At last, Cricket first

Print edition : February 28, 2003

South African President Thabo Mbeki officially inaugurates the event. He is flanked by Malcolm Gray (left) and Ngconde Balfour, South African Minister of Sport. - DAVID GRAY/REUTERS

As World Cup 2003 gets off to a spectacular start, both in terms of the opening ceremony and the inaugural match, the 14 teams are all set to battle it out, with Australia going in as the favourite.

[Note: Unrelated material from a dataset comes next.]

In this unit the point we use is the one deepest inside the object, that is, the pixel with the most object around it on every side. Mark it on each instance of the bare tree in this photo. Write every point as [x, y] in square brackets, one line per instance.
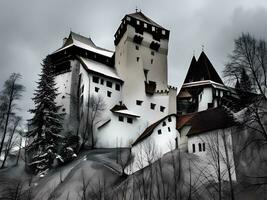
[95, 106]
[10, 142]
[249, 55]
[10, 94]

IT was ironic that one of the official sponsors of the 2003 Cricket World Cup in South Africa, LG Electronics, had used the slogan `Cricket first' in its advertising campaign for the event. No previous edition of the World Cup has seen such energy expended on non-cricketing matters. The official contracts dispute between India and the International Cricket Council (ICC), the possible boycott of Zimbabwe by England and Australia, and the refusal of New Zealand to play in Kenya (as of February 10, 2003) caused tremendous uncertainty during the run-up to cricket's biggest event. Add the intense commercial and media hype surrounding the World Cup to the political drama and the situation has left the avid fan wanting to fast-forward directly to the cricket.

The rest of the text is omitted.